I arrived at something similar recently in Rust, using actix-web. However, as
an open source author of prior work (Yosai, in python), I realize that
releasing this work is only the beginning. There's a lot more effort required
to make an open source project viable. I'd gladly talk with folks about how
one might do it, though.

It would be helpful to understand the demand for a project like this (and
postgrest et al). What are the use cases where people finding value in
creating enterprise-quality auto-generated endpoints?

------
hendry
Doesn't GraphQL eclipse a RESTful interface when interfacing with a database?

e.g. [https://github.com/prisma/prisma](https://github.com/prisma/prisma)

------
wjgilmore
Also have a look at DreamFactory
([https://www.dreamfactory.com/](https://www.dreamfactory.com/)), an open
source API generation and management platform. DreamFactory includes
connectors for 18 databases, numerous file systems, e-mail delivery, mobile
notifications, and more. Also API key management, roles, limiting, and
logging. _shameless plug_

------
xaduha
XQuery was much more suited for this than SQL will ever be, so much so that
some naive people made a thing called XRX
[https://en.wikipedia.org/wiki/XRX_(web_application_architect...](https://en.wikipedia.org/wiki/XRX_\(web_application_architecture\))

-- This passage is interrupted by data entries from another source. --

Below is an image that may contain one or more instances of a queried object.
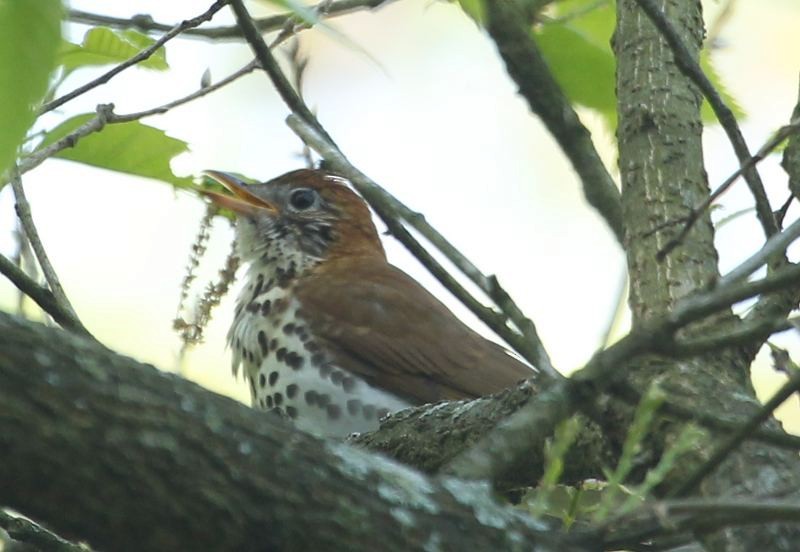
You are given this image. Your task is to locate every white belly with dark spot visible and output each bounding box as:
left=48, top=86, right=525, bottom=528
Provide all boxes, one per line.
left=229, top=270, right=410, bottom=437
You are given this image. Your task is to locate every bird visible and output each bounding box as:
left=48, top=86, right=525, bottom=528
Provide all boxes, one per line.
left=203, top=168, right=534, bottom=437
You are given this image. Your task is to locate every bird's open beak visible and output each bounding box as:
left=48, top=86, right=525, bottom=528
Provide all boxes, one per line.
left=201, top=170, right=278, bottom=217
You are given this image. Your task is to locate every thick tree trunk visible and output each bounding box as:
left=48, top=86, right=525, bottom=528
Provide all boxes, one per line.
left=0, top=312, right=588, bottom=552
left=615, top=1, right=800, bottom=550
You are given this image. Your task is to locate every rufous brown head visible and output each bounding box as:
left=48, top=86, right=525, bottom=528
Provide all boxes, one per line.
left=203, top=169, right=385, bottom=265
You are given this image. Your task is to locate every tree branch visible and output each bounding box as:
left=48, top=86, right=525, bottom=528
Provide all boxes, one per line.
left=668, top=366, right=800, bottom=498
left=0, top=510, right=89, bottom=552
left=484, top=0, right=624, bottom=244
left=0, top=312, right=587, bottom=552
left=67, top=0, right=395, bottom=41
left=602, top=498, right=800, bottom=550
left=7, top=170, right=93, bottom=340
left=286, top=114, right=559, bottom=378
left=43, top=0, right=230, bottom=114
left=444, top=257, right=800, bottom=484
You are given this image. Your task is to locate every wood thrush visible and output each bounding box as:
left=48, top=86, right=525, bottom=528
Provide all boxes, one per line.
left=204, top=169, right=534, bottom=436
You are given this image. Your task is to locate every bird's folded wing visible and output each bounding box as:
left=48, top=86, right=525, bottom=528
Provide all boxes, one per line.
left=296, top=258, right=534, bottom=405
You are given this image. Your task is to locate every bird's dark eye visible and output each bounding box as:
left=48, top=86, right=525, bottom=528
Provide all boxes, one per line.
left=288, top=188, right=317, bottom=211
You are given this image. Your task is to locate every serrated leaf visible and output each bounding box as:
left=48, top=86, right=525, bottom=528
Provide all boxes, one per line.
left=535, top=23, right=617, bottom=125
left=59, top=27, right=168, bottom=76
left=0, top=0, right=62, bottom=177
left=37, top=114, right=192, bottom=188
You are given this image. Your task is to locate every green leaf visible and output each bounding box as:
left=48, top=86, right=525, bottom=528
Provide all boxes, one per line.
left=535, top=23, right=617, bottom=124
left=549, top=0, right=614, bottom=41
left=255, top=0, right=319, bottom=25
left=59, top=27, right=168, bottom=76
left=0, top=0, right=62, bottom=177
left=38, top=114, right=192, bottom=189
left=456, top=0, right=487, bottom=25
left=548, top=0, right=743, bottom=126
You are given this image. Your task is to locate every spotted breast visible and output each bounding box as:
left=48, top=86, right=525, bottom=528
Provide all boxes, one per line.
left=229, top=259, right=410, bottom=438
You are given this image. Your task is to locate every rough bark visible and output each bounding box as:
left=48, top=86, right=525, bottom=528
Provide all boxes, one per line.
left=0, top=312, right=590, bottom=552
left=615, top=1, right=800, bottom=550
left=350, top=383, right=614, bottom=491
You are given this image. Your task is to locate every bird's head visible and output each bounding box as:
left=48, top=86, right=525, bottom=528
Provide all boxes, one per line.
left=203, top=169, right=386, bottom=266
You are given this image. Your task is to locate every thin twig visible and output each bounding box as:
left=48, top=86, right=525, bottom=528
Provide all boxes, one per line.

Did it take off? Of course not.

------
mozey
Reminds me of this [https://open.blogs.nytimes.com/2007/07/25/introducing-
dbslay...](https://open.blogs.nytimes.com/2007/07/25/introducing-dbslayer).
The source can still be found on github. Except dbslayer is supposed to be
readonly.

------
khc
> sqler uses nginx style configuration language (HCL)

nginx configuration looks nothing like HCL (which is json compatible)

------
spacemanmatt
I didn't see it mentioned, but OpenRESTy has my business for declarative JSON
APIs backed by PostgreSQL. It's nginx so it's got a bit of momentum working
for it.

------
Sahhaese
It's not critical but having a bcrypt function which doesn't take in the cost
parameter feels like bad practice for the future.

------
collyw
Something like Flask doesn't take too much more effort to achieve something
similar, and will be a lot more flexible, no?

------
bni
Its great, it would be even better if it could be deployed to AWS Lambda.

------
matte_black
Not really limited to just RESTful APIs, you can write an RPC api as well and
call stored procedures to perform all sorts of complex actions on your data.